Pessoas de mais de 20 associações de moradores de áreas da região da Cidade Industrial de Curitiba (CIC) se reúnem hoje para uma assembleia, onde serão discutidas formas de reaver os valores pagos em contratos firmados com a Companhia de Habitação de Curitiba (Cohab). Em fevereiro, os contratos foram considerados nulos pelo Superior Tribunal de Justiça (STJ).

Com a decisão do STJ, os moradores também querem exercer o direito à regularização fundiária gratuita. Segundo o consultor jurídico das associações de moradores das vilas Esperança e Nova Conquista, Felipe Rigon Spack, a Cohab negociou mais de 37 mil imóveis sem que os projetos de loteamento fossem aprovados pela prefeitura e sem o registro em cartório dos imóveis. “Com a nulidade dos Termos de Uso de Concessão do Solo (TUCS) firmado entre a Cohab e as famílias, os imóveis continuam irregulares”, explica.
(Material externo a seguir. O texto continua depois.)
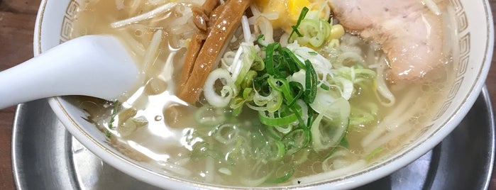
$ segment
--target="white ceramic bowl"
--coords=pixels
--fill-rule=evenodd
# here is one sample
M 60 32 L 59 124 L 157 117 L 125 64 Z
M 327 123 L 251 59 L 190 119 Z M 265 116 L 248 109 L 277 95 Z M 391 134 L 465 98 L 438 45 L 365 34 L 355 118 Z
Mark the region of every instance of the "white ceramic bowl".
M 40 7 L 34 38 L 35 55 L 68 40 L 75 13 L 84 0 L 43 0 Z M 454 60 L 456 79 L 432 125 L 424 126 L 416 140 L 385 160 L 338 179 L 287 188 L 349 189 L 385 177 L 397 170 L 440 142 L 461 121 L 484 85 L 491 63 L 493 23 L 486 0 L 446 0 L 455 8 L 458 40 Z M 457 57 L 457 56 L 455 56 Z M 136 162 L 105 142 L 106 137 L 83 119 L 85 113 L 64 98 L 50 99 L 50 104 L 67 129 L 104 162 L 140 180 L 167 189 L 219 189 L 166 176 Z

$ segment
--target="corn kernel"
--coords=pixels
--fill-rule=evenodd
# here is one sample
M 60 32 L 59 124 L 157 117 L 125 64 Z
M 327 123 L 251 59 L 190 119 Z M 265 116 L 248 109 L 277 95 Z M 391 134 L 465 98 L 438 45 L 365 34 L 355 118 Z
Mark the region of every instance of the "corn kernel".
M 309 5 L 310 1 L 308 0 L 289 0 L 287 1 L 287 11 L 291 20 L 296 23 L 298 21 L 302 9 Z
M 341 24 L 336 24 L 332 26 L 331 28 L 331 35 L 329 38 L 331 39 L 339 39 L 344 35 L 344 28 Z

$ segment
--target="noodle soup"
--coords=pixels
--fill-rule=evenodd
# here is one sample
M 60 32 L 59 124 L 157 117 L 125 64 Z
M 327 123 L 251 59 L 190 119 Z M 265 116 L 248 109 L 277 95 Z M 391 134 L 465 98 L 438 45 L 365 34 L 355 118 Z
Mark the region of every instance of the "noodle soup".
M 445 26 L 443 40 L 449 41 L 455 33 L 448 30 L 449 7 L 437 3 L 431 6 L 443 11 L 438 16 Z M 183 70 L 195 35 L 209 33 L 202 26 L 215 27 L 208 23 L 211 16 L 195 20 L 208 15 L 204 8 L 198 13 L 203 4 L 89 1 L 82 4 L 72 33 L 119 37 L 145 79 L 140 89 L 116 101 L 71 101 L 87 111 L 87 120 L 111 146 L 179 178 L 281 186 L 354 172 L 413 140 L 418 126 L 434 117 L 453 80 L 450 45 L 443 45 L 441 63 L 425 76 L 396 80 L 390 75 L 393 62 L 382 48 L 385 43 L 345 28 L 327 1 L 281 6 L 255 1 L 240 25 L 228 26 L 234 29 L 213 57 L 212 69 L 199 79 L 202 89 L 185 90 L 189 84 L 182 81 Z M 432 9 L 421 13 L 434 14 Z M 280 23 L 284 19 L 287 24 Z M 314 28 L 326 35 L 313 35 Z M 241 65 L 246 62 L 249 66 Z M 194 96 L 192 102 L 186 100 Z

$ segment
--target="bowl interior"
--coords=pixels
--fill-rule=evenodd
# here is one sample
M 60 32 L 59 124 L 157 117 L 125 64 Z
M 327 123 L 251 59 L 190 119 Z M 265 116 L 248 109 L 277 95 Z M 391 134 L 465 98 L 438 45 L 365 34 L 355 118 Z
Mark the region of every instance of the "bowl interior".
M 312 185 L 321 188 L 351 188 L 390 174 L 434 147 L 468 113 L 484 84 L 490 65 L 493 46 L 492 17 L 487 1 L 446 1 L 453 8 L 451 13 L 455 16 L 451 29 L 456 30 L 453 38 L 458 41 L 453 47 L 455 79 L 429 125 L 418 126 L 421 132 L 411 143 L 387 159 L 346 177 Z M 43 1 L 35 30 L 35 55 L 70 39 L 75 14 L 84 4 L 83 0 Z M 50 99 L 50 104 L 79 141 L 106 162 L 128 174 L 164 188 L 184 184 L 207 187 L 206 184 L 166 174 L 126 157 L 110 146 L 104 134 L 84 119 L 87 113 L 66 99 Z

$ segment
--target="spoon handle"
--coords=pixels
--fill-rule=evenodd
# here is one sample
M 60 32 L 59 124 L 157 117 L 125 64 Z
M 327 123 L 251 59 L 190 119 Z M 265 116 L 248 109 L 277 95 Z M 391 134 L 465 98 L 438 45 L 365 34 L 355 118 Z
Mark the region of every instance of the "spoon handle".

Spack afirma que, com o deferimento da ação civil pública, movida pelo Ministério Público (MP) em 2002, os moradores deveriam ter direito ao ressarcimento. “Nosso objetivo é informar como as pessoas poderão agir individualmente e que procurem outros instrumentos para regularizar seus imóveis, como as solicitações de usucapião”, diz. De acordo com o advogado, a intenção é encaminhar um processo coletivo envolvendo todas as associações.

Segundo Spack, os contratos considerados nulos pelo STJ foram firmados em 1994. Alguns dos moradores pagaram a parcela do imóvel por dez anos. “Algumas pessoas residem naqueles imóveis há pelo menos 25 anos e ainda não regularizaram a situação”, diz.

Spack afirma que número exato de pessoas que podem ter sido lesadas não é confirmado pela Cohab, que segundo ele, se recusa a divulgar as informações. O advogado estima que, considerando um valor inicial dos contratos em R$ 10 mil, seriam mais de R$ 100 milhões adquiridos indevidamente pela Cohab.

Através da assessoria de imprensa, a Cohab informou que a maioria dos moradores já teve a situação regularizada, com a substituição do TUCS por novos contratos já com a escritura dos respectivos imóveis. Segundo o órgão, apenas 6 mil contratos ainda não foram regularizados. A Cohab, que suspendeu a cobrança das parcelas dos imóveis assim que foi notificada da decisão do STJ, ressalta que o tramite de regularização das áreas é burocrático e lento, porém garantiu que as famílias terão seus imóveis regularizados.

A assembleia acontece a partir das 14h, na cancha da Vila Barigui, na Rua Cid Campelo.